Although I had never fired a shot, I knew that by my presence I was as responsible as the bombardier who pressed the release; and, like everyone on earth, I had to come to terms with the issue of violence versus nonviolence in human affairs. Although this conviction did not come solely from this heightened awareness of my accountability, at that moment it became a compelling force in my life.

In the following days, I was encouraged to learn that America had taken great pains to secure a peaceful surrender of Japan before resorting to the atomic bomb. Not everyone understands or appreciates the fact that the US carried out a campaign to inform the Japanese people of their hopeless position and of the overwhelming forces arrayed against them.

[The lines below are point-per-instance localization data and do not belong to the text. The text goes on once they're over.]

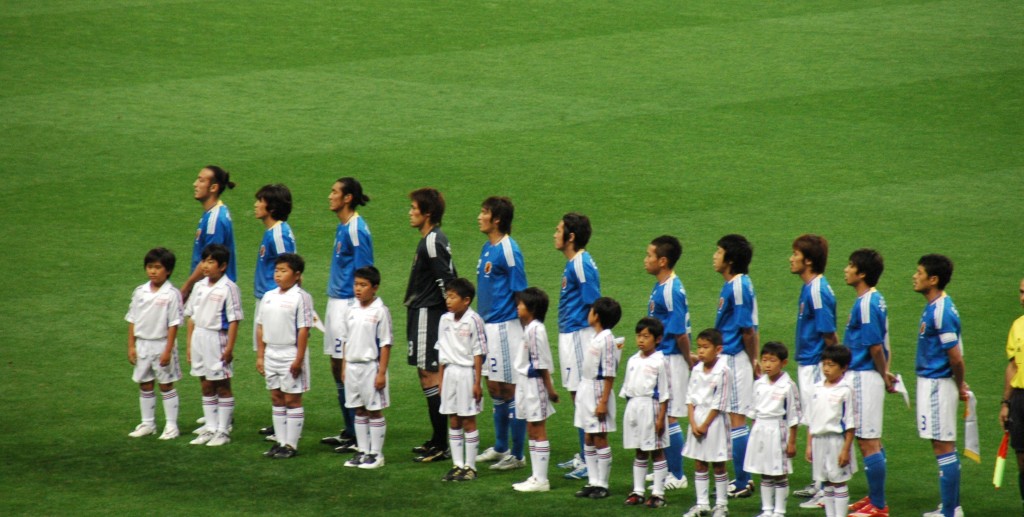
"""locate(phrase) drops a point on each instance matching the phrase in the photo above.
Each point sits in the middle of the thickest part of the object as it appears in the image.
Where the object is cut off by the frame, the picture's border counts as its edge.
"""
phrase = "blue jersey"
(353, 249)
(815, 317)
(215, 227)
(668, 304)
(500, 273)
(737, 309)
(276, 240)
(581, 286)
(868, 326)
(939, 332)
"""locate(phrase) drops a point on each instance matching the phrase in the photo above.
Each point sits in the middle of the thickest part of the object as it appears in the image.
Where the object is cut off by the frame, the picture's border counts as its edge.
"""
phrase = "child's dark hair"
(293, 260)
(219, 253)
(608, 311)
(536, 301)
(651, 325)
(711, 335)
(462, 287)
(775, 348)
(278, 199)
(838, 354)
(369, 273)
(162, 255)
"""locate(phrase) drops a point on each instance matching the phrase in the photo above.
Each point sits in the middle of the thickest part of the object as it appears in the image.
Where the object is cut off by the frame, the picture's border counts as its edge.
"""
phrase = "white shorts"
(937, 403)
(457, 392)
(806, 377)
(716, 446)
(638, 425)
(741, 394)
(570, 355)
(208, 348)
(359, 391)
(147, 365)
(824, 465)
(766, 448)
(498, 364)
(679, 381)
(868, 402)
(588, 394)
(334, 325)
(278, 370)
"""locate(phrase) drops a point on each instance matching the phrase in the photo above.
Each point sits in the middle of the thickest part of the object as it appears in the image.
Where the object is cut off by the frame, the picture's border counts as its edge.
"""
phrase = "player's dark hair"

As one part of that effort, US planes dropped millions of leaflets giving the residents of 11 major Japanese cities (which did not include Hiroshima or Nagasaki) advance notice of possible bombing raids by American planes. A translated copy of this leaflet still in my possession reads as follows:

''ATTENTION JAPANESE PEOPLE

''Read this carefully as it may save your life or the life of a relative or friend. In the next few days the military installations in four (or more) of the cities named on the reverse side will be destroyed by American bombs. These cities contain military installations and workshops or factories which produce military goods. We are determined to destroy all the tools of the military clique that they are using to prolong this useless war. But, unfortunately, bombs have no eyes. So, in accordance with America's well-known humanitarian policies, the American Air Force, which does not wish to injure innocent people, now gives you warning to evacuate the cities named and save your lives.

''America is not fighting the Japanese people, but is fighting the military clique which has enslaved the Japanese people. The peace which America will bring will free the people from oppression of the military clique and mean the emergence of a new and better Japan. You can restore peace by demanding new and good leaders who will end the war.

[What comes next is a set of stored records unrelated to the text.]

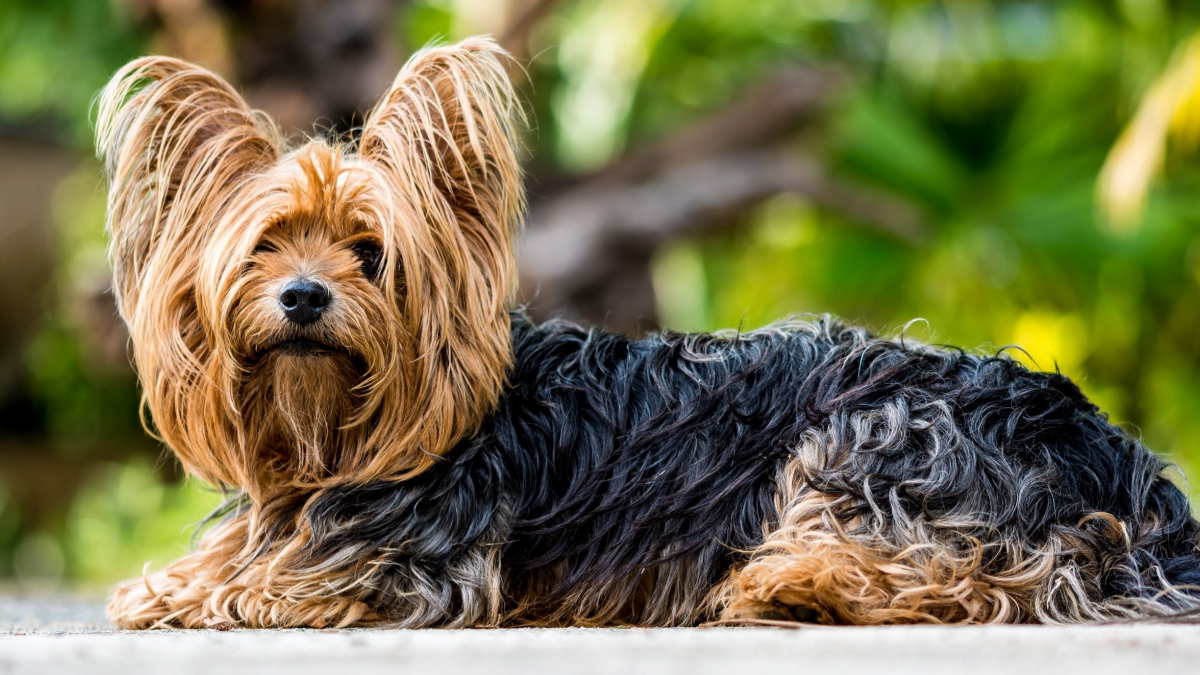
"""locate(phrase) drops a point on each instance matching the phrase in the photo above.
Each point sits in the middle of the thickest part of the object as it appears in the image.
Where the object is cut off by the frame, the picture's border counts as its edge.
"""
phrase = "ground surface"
(46, 634)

''We cannot promise that only these cities will be those attacked, but at least four will be; so heed this warning and evacuate these cities immediately.''

When Japan ignored the Potsdam Proclamation, which threatened the destruction of Japan unless it surrendered, President Harry S. Truman finally decided to use the newly developed atomic bomb in the hope that it would make an invasion of Japan unnecessary. So it was that on Sept. 2, 1945 - three years, eight months, and 22 days after Japan bombed Pearl Harbor - World War II ended.

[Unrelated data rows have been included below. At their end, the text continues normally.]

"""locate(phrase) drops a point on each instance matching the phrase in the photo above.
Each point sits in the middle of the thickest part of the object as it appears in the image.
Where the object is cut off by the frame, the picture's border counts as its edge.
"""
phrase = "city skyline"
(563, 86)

I returned to the US on Nov. 14, 1945, feeling like Rip van Winkle. I remember running to the bank of telephone booths as soon as I got off the troop ship in San Francisco.

Although my wife and I had written each other, I had not seen or talked to her since we said goodbye in Kansas 16 months earlier.

After closing the door, I took a huge breath to compose myself and gave the long-distance operator the still-remembered number.

The phone rang, and I waited until the operator said, ''Here's your party.'' A wonderfully familiar voice said, ''Hello!''

My lips moved, but I could not speak. Words would not form. ''Mary!'' I finally blurted out over 3,000 miles of wire.

''Darling!'' she shouted. ''Are you still all right?''

I managed to say where I was and when I would be home. She had the baby make some heart-melting sounds, and we said goodbye 10 times, at least. I hung up refreshed. I was going home again.

I stayed in the booth to decompress until another soldier appeared, wanting to make a call.

Although I am grateful that all of us were spared the greater death and destruction that the invasion of Japan would have inflicted on both sides, I am sobered by another realization - that the atomic bomb's use and the subsequent buildup of nuclear weapons have sowed seeds of violence in the world.

Today's nuclear weapons have a destructive power many, many times greater than the bombs dropped on Hiroshima and Nagasaki. Most scientists today agree that if even a fraction of the present stockpile of nuclear weapons were used, our planet's ability to sustain life as we know it would be destroyed. In a real sense, these scientists have showered us all with leaflets of forewarning that remove our past innocence and make us fully responsible for the future.